China’s role in organized crime in Latin America and the Caribbean is notable and grossly underreported, with the exception of the fentanyl trade, the precursors for which tend to come from China. However, Chinese fishing fleets are some of the worst culprits of illegal, unreported, and unregulated (IUU) fishing. China also has an outsized role in other environmental crimes, including shark fins, illegally logged fine wood, as well as claws and teeth from the big cats that roam the Amazon forest. China is one of the principal sources for trade-based money laundering in the region, and Chinese organized crime plays an important role in human smuggling and human trafficking. China does not extradite its citizens, nor does it cooperate in investigations into its citizens’ criminal activities abroad, providing a layer of protection for Chinese organized crime. Any pressure on China to tackle these issues could have profound implications for TOC in the region.

“I don’t think that the Chinese are in any hurry to help the US on criminal issues,” said Evan Ellis, a research professor of Latin American studies at the US Army War College Strategic Studies Institute and expert on Chinese involvement in Latin America and the Caribbean. But, he said, “There is a huge problem with trade-based money laundering. Chinese organized crime is not only involved in human smuggling and trafficking in the region, but also in underground banking, and helping people get their money out of China. All these new forms of money laundering, along with the Chinese role in illegal mining, will get more attention under a Trump administration.”
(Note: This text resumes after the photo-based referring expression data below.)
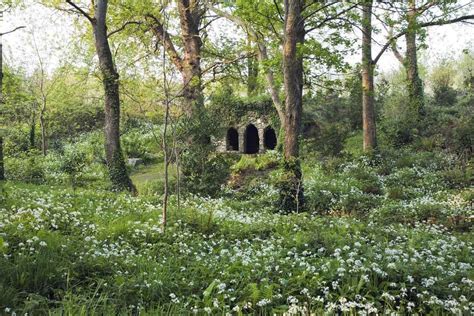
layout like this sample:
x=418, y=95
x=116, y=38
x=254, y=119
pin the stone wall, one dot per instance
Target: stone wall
x=260, y=124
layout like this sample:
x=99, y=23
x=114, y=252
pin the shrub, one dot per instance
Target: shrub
x=27, y=167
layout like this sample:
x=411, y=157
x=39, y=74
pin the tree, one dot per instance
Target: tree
x=2, y=168
x=189, y=63
x=294, y=33
x=110, y=79
x=368, y=110
x=418, y=16
x=415, y=86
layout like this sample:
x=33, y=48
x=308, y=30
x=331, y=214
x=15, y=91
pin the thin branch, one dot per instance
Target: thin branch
x=81, y=11
x=278, y=10
x=227, y=62
x=165, y=39
x=427, y=24
x=15, y=29
x=123, y=27
x=209, y=23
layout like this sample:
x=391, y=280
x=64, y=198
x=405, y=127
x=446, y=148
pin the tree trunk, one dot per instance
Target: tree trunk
x=110, y=78
x=2, y=169
x=368, y=106
x=33, y=129
x=190, y=14
x=252, y=69
x=293, y=83
x=415, y=85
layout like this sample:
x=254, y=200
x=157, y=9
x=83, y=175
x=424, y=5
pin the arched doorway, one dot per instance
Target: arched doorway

It seems likely that the Trump administration will take a tougher line on Venezuela and China, and pressure Latin American nations on the issues of migration and TOC as far as it directly threatens the United States. This is unlikely, however, to translate into an integrated regional strategy to reduce organized crime as one of the main motors for migration and the single greatest threat to democracy and governance in the region.

Illegal economies, and therefore criminal earnings, in Latin America and the Caribbean are going to increase during 2025, led by the cocaine, gold, and human smuggling networks, which overlap and present a global security threat. With “America First,” political instability on the rise, autocracies in Cuba, Nicaragua, and Venezuela, a failed state in Haiti, and political chaos in Guatemala, Peru, and Bolivia, the regional fight against TOC is less of a political priority in the Western Hemisphere. Transnational organized crime likes nothing more than division, political chaos, bumper profits, and plenty of opportunities. The year 2025 offers all of these.